A ruiva correu esticando os braços, pulou e chutou o ar em um giro, seu movimento desviou outra lança dourada, o jogador responsável era um garoto magro e cabelos escuros, suas roupas largas o confundiam com um daqueles cantores de Hip-Hop. Sem pestanejar, Scarlet correu na sua direção.

— Espera! O que significa...

A mão forte alcançou o queixo de Gabrio em um soco certeiro que impulsionou seu corpo alguns metros para frente. O golpe impediu que terminasse sua pergunta, contudo, não havia mais sentido em fazê-la, a resposta estava acompanhada com o caminhar do seu agressor.

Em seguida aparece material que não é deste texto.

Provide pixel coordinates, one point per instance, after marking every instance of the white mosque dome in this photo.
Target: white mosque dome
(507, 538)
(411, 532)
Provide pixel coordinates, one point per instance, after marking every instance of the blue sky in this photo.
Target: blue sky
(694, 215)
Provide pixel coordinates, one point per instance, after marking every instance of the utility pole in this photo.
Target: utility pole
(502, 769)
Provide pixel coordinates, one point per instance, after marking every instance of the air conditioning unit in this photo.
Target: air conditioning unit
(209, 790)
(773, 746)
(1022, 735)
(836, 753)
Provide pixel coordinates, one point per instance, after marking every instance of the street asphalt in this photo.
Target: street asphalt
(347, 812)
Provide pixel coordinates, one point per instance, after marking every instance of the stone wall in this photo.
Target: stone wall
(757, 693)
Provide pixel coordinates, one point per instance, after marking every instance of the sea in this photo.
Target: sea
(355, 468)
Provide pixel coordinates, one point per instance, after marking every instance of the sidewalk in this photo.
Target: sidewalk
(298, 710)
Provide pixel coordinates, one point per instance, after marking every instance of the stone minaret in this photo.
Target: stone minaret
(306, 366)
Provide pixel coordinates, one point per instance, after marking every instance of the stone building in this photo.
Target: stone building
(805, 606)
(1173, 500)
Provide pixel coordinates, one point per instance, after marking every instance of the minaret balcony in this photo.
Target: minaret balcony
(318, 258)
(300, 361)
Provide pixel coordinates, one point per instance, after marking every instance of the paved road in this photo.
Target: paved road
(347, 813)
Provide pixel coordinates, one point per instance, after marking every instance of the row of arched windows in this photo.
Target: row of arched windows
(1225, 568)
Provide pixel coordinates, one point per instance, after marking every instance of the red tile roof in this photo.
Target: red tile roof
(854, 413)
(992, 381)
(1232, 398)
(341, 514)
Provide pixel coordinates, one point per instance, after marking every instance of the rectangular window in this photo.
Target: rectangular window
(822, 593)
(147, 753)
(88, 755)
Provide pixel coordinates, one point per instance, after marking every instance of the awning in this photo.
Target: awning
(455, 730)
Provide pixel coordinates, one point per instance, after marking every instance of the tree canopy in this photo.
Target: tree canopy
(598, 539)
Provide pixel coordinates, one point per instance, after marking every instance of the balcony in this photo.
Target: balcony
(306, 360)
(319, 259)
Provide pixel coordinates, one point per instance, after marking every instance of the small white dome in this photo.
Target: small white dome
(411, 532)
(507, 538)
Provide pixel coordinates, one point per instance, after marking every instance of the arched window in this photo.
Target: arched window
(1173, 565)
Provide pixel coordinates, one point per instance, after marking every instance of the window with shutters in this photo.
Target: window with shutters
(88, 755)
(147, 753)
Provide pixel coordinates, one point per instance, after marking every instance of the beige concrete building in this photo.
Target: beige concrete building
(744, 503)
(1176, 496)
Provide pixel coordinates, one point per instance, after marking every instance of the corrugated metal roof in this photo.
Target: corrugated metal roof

“Olhar para o lado significa prestar atenção nos que estão próximos...”, pensou ele, finalmente desvendando a dica do jogo. “Ou seja, o desafio agora são os outros jogadores.”

Gabrio olhou em volta rapidamente, o lugar se tornou uma arena de batalha, vários conflitos começaram confirmando sua hipótese.

Seu oponente era alto, a pele branca reluzia na cabeça raspada, os músculos do seu corpo eram desproporcionais, os braços e o tronco eram largos, estufavam a camisa alaranjada ao ponto de quase rasgá-la, por outro lado, usava uma bermuda curta que exibia suas pernas finas, isso lhe dava características que o assemelhavam ao formato de um homem-sorvete.

O nariz pontudo e lábios finos montavam a expressão de alguém incomodado por não ter finalizado tudo com um único golpe.

— Ei! Desgraçado... isso doeu — reclamou Gabrio.

O jogador apresentou um sorriso selvagem e investiu na direção dele. Desajeitado, Gabrio desviou do primeiro movimento, o soco cruzado do careca acertou o vazio, em seguida, conseguiu evitar o chute que mirava suas pernas.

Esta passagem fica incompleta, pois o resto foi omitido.